When I posted this update on LinkedIn, one of the most liked comments was words to the effect of:

“But Manus is only a Claude wrapper.”

The comment was absolutely right, it is only a Claude wrapper.

As “Peak”, a Co-Founder of Manus stated on X this week:

“We use Claude and different Qwen-finetunes” alongside a variety of tools and open-source packages like Browser Use.

Turns out, adding unique experiences, functions, tools and techniques together means you are in fact wrapping up and riding on top of other technologies.

That’s how accretive value is built.

Yet something is telling me it’s almost like a “gotcha” whenever I see comments like this.

It makes the author of the comment feel good by diminishing the technology that has been constructed.

All we have to do is extend this idea for some context:

  • Salesforce is an Oracle database wrapper valued at $320 billion.

  • Stripe is a Mastercard wrapper valued at $70 billion.

  • AWS is an HPC primitives wrapper valued at $3 trillion.

h/t to @sahilypatel on X for this.

Turns out everything in tech is a wrapper.

But things get interesting in the domain of AI “wrappers”:

We thought the application layer would be commoditised and the value was to be found in the foundation models.

I disagree.

The models themselves are becoming commodities and open sourced, so everyone can use them and build on the application layer like Manus.

As the cost of intelligence trends to near-zero, the real opportunity lies in infusing unique insights with deep proprietary data sets whilst combining the best LLMs and tools to make magical applications.

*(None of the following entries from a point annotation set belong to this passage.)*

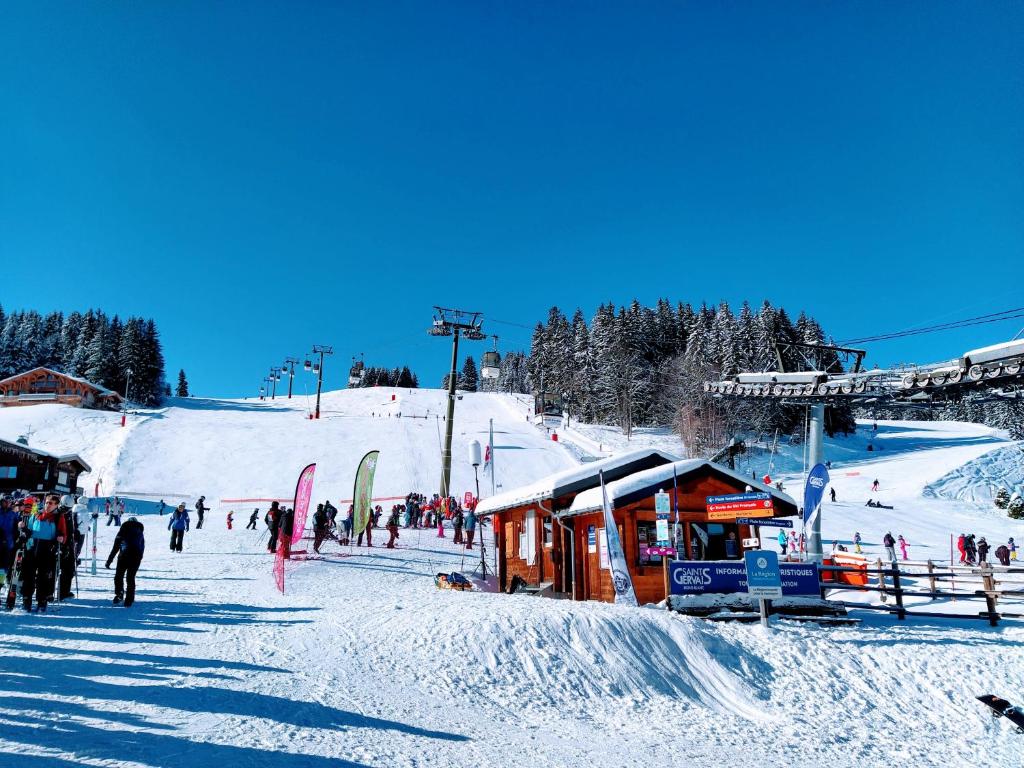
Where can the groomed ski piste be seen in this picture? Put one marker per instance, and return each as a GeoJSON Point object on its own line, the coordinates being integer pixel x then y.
{"type": "Point", "coordinates": [363, 662]}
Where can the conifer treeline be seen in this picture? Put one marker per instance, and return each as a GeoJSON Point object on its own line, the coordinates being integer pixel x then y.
{"type": "Point", "coordinates": [91, 346]}
{"type": "Point", "coordinates": [642, 366]}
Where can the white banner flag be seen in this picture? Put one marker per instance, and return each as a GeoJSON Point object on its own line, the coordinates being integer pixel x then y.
{"type": "Point", "coordinates": [620, 571]}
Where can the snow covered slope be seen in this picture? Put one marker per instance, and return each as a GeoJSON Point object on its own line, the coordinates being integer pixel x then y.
{"type": "Point", "coordinates": [230, 450]}
{"type": "Point", "coordinates": [364, 663]}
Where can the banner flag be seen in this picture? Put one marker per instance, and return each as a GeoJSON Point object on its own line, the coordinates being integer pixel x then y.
{"type": "Point", "coordinates": [814, 491]}
{"type": "Point", "coordinates": [364, 491]}
{"type": "Point", "coordinates": [620, 570]}
{"type": "Point", "coordinates": [303, 492]}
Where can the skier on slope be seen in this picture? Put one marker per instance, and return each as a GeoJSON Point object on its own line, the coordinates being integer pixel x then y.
{"type": "Point", "coordinates": [272, 519]}
{"type": "Point", "coordinates": [8, 537]}
{"type": "Point", "coordinates": [392, 525]}
{"type": "Point", "coordinates": [201, 509]}
{"type": "Point", "coordinates": [46, 532]}
{"type": "Point", "coordinates": [890, 544]}
{"type": "Point", "coordinates": [470, 526]}
{"type": "Point", "coordinates": [178, 524]}
{"type": "Point", "coordinates": [69, 556]}
{"type": "Point", "coordinates": [982, 550]}
{"type": "Point", "coordinates": [129, 546]}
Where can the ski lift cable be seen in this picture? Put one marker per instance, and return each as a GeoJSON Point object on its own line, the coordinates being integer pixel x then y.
{"type": "Point", "coordinates": [966, 323]}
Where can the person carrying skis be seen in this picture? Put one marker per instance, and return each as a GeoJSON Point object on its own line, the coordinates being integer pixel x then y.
{"type": "Point", "coordinates": [1003, 554]}
{"type": "Point", "coordinates": [457, 521]}
{"type": "Point", "coordinates": [982, 550]}
{"type": "Point", "coordinates": [890, 544]}
{"type": "Point", "coordinates": [201, 509]}
{"type": "Point", "coordinates": [9, 520]}
{"type": "Point", "coordinates": [46, 532]}
{"type": "Point", "coordinates": [287, 531]}
{"type": "Point", "coordinates": [392, 525]}
{"type": "Point", "coordinates": [129, 546]}
{"type": "Point", "coordinates": [320, 527]}
{"type": "Point", "coordinates": [69, 555]}
{"type": "Point", "coordinates": [272, 520]}
{"type": "Point", "coordinates": [470, 525]}
{"type": "Point", "coordinates": [178, 524]}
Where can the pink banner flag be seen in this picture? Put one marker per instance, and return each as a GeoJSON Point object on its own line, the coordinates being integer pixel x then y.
{"type": "Point", "coordinates": [297, 520]}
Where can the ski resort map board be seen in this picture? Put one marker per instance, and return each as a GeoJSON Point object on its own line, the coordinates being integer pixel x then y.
{"type": "Point", "coordinates": [751, 504]}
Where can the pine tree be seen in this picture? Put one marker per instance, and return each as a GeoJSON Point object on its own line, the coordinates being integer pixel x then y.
{"type": "Point", "coordinates": [469, 378]}
{"type": "Point", "coordinates": [182, 389]}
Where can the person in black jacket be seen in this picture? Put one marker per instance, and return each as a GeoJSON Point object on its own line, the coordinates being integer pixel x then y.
{"type": "Point", "coordinates": [129, 545]}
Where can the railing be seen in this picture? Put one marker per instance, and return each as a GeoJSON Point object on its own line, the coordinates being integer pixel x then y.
{"type": "Point", "coordinates": [976, 583]}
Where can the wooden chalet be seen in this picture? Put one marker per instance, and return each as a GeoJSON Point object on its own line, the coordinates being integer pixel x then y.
{"type": "Point", "coordinates": [524, 520]}
{"type": "Point", "coordinates": [46, 385]}
{"type": "Point", "coordinates": [24, 468]}
{"type": "Point", "coordinates": [555, 541]}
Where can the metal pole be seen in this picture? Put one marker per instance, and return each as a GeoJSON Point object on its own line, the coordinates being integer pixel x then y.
{"type": "Point", "coordinates": [815, 450]}
{"type": "Point", "coordinates": [450, 420]}
{"type": "Point", "coordinates": [320, 382]}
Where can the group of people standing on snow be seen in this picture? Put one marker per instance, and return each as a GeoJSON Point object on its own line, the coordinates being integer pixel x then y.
{"type": "Point", "coordinates": [975, 551]}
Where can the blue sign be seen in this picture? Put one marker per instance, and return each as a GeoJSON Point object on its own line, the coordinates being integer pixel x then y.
{"type": "Point", "coordinates": [732, 498]}
{"type": "Point", "coordinates": [813, 491]}
{"type": "Point", "coordinates": [700, 577]}
{"type": "Point", "coordinates": [775, 522]}
{"type": "Point", "coordinates": [763, 577]}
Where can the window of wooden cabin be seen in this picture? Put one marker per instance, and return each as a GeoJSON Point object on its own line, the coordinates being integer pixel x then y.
{"type": "Point", "coordinates": [646, 537]}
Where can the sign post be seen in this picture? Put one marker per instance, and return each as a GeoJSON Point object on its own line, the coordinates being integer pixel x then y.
{"type": "Point", "coordinates": [764, 581]}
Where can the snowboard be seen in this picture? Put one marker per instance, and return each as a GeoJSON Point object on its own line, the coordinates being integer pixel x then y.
{"type": "Point", "coordinates": [1003, 709]}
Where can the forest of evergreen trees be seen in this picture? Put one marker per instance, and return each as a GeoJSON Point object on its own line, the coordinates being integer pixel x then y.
{"type": "Point", "coordinates": [91, 346]}
{"type": "Point", "coordinates": [641, 366]}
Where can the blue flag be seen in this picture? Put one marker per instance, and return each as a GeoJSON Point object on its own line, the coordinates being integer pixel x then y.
{"type": "Point", "coordinates": [813, 492]}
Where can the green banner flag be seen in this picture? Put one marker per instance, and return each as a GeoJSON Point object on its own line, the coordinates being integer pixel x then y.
{"type": "Point", "coordinates": [364, 493]}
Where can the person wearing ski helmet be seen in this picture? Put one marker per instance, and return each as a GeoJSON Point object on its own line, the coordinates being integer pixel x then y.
{"type": "Point", "coordinates": [129, 546]}
{"type": "Point", "coordinates": [178, 525]}
{"type": "Point", "coordinates": [46, 532]}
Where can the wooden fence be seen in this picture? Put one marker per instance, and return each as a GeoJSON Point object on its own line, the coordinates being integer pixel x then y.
{"type": "Point", "coordinates": [982, 583]}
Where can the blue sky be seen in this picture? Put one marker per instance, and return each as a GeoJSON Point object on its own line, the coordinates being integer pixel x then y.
{"type": "Point", "coordinates": [260, 177]}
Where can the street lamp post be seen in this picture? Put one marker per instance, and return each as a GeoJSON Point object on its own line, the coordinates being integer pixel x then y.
{"type": "Point", "coordinates": [320, 349]}
{"type": "Point", "coordinates": [124, 406]}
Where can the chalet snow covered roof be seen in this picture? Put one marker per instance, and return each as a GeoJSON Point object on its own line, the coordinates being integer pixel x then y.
{"type": "Point", "coordinates": [576, 479]}
{"type": "Point", "coordinates": [101, 390]}
{"type": "Point", "coordinates": [647, 482]}
{"type": "Point", "coordinates": [61, 459]}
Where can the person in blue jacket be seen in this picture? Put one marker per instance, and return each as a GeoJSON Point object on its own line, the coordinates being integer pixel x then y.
{"type": "Point", "coordinates": [178, 524]}
{"type": "Point", "coordinates": [129, 546]}
{"type": "Point", "coordinates": [8, 536]}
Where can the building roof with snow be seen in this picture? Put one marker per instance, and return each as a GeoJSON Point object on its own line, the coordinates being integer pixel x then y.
{"type": "Point", "coordinates": [644, 483]}
{"type": "Point", "coordinates": [577, 479]}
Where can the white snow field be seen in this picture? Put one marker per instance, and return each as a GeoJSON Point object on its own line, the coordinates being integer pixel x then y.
{"type": "Point", "coordinates": [364, 663]}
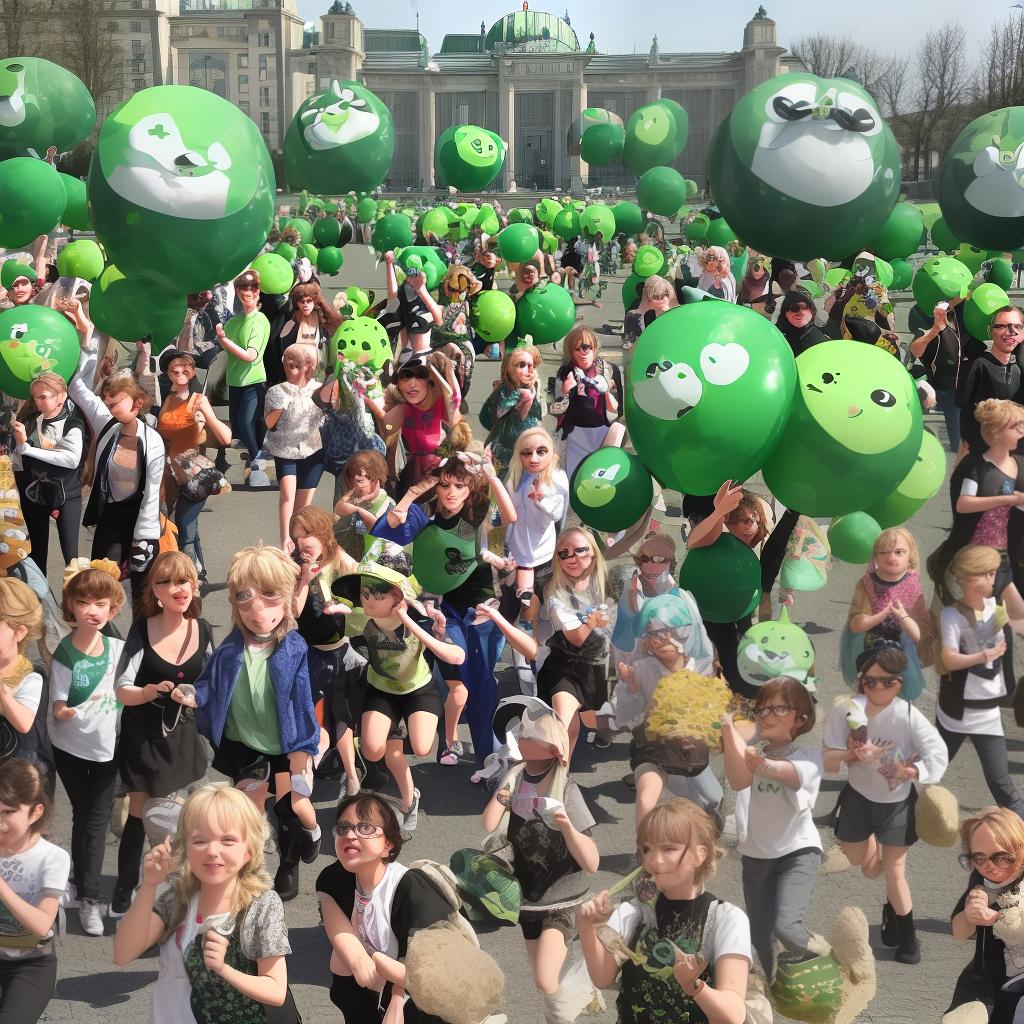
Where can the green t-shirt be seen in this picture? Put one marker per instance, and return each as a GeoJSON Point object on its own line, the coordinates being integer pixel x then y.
{"type": "Point", "coordinates": [252, 715]}
{"type": "Point", "coordinates": [252, 331]}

These are the areas where I see a real sustaining advantage.

So yes, Manus is a Claude wrapper.

But so is every other technology company.

Quote to Share

Figure’s introduction of BotQ:

Figure has spent the last 8 months building the BotQ manufacturing process to scale up to 12,000 humanoids per year.

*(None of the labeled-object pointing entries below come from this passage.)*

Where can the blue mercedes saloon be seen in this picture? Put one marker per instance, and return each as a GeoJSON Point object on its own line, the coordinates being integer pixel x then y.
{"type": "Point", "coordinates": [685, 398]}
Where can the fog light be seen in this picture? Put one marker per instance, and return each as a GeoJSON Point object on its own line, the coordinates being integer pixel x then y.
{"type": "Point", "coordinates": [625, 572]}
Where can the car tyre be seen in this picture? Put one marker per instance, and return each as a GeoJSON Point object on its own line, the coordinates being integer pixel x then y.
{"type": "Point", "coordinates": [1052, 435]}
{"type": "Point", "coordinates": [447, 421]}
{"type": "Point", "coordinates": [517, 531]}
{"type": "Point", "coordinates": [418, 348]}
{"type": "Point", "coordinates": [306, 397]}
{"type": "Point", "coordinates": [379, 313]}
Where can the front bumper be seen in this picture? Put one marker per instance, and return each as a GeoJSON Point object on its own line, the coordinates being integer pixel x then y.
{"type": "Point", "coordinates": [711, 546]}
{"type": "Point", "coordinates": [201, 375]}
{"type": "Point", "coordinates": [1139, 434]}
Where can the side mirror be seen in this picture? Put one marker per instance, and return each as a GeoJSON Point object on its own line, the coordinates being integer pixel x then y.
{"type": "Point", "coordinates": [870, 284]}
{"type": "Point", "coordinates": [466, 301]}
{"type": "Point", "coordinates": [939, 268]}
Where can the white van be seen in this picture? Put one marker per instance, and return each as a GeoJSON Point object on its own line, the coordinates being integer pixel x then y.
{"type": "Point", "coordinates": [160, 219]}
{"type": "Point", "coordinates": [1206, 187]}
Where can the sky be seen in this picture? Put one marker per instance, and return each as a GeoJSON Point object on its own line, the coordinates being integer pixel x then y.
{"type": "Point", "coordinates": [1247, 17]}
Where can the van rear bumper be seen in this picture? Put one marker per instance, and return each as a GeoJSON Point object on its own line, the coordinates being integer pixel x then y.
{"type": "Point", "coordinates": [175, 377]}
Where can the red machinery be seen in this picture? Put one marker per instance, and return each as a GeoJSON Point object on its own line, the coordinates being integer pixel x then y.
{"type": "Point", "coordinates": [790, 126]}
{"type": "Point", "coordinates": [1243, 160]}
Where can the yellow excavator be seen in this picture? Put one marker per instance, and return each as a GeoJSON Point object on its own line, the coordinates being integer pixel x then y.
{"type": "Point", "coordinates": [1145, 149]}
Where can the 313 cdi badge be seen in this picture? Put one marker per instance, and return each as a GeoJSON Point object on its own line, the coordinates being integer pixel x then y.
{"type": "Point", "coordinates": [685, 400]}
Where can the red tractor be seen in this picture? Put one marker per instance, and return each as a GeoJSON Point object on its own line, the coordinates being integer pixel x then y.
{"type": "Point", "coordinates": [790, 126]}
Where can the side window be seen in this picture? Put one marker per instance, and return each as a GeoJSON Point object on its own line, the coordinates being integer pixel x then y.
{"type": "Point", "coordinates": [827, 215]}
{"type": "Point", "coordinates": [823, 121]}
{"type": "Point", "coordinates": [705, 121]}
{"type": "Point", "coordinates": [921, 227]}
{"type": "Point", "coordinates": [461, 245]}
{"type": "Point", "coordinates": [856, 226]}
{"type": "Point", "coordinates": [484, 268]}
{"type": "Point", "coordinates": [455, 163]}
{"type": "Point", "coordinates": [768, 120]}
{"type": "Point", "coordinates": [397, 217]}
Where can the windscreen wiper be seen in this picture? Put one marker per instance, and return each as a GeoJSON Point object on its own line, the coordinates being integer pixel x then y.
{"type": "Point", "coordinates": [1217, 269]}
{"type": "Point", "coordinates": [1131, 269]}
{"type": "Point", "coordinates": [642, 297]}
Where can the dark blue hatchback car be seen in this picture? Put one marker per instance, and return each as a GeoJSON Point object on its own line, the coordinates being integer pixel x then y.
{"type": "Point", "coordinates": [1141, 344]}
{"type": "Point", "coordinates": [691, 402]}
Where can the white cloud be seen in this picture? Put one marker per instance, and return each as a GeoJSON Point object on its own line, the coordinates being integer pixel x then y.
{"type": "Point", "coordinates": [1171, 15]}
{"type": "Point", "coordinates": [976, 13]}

What I love about the company is that they are vertically integrating and in-housing their entire manufacturing process.

They also intend to use their humanoid robots in their manufacturing process to build other humanoid robots—expected to take place this year.

I personally can’t wait to see what’s in store.

Question to Ponder

“What is your go-to AI when you have deep research questions to ask?”

ChatGPT was my constant companion for months—but recently I've found myself gravitating toward Grok more and more.

I like to use “DeepSearch” mode for researching answers to questions. Grok combs the web for the best sources to inform its answer. Once I have a robust plan and information, I then engage “Think” mode to reason through the steps to get an answer to my question.

I find the combination of both modes to be really helpful and actually outperform even GPT-4.5 which is costing me $20/mo.

What strikes me most about this shift is how little brand loyalty seems to matter in the AI space. We simply go where the best experience is. If Grok gives better answers faster, that's where we’ll go—regardless of which company built it.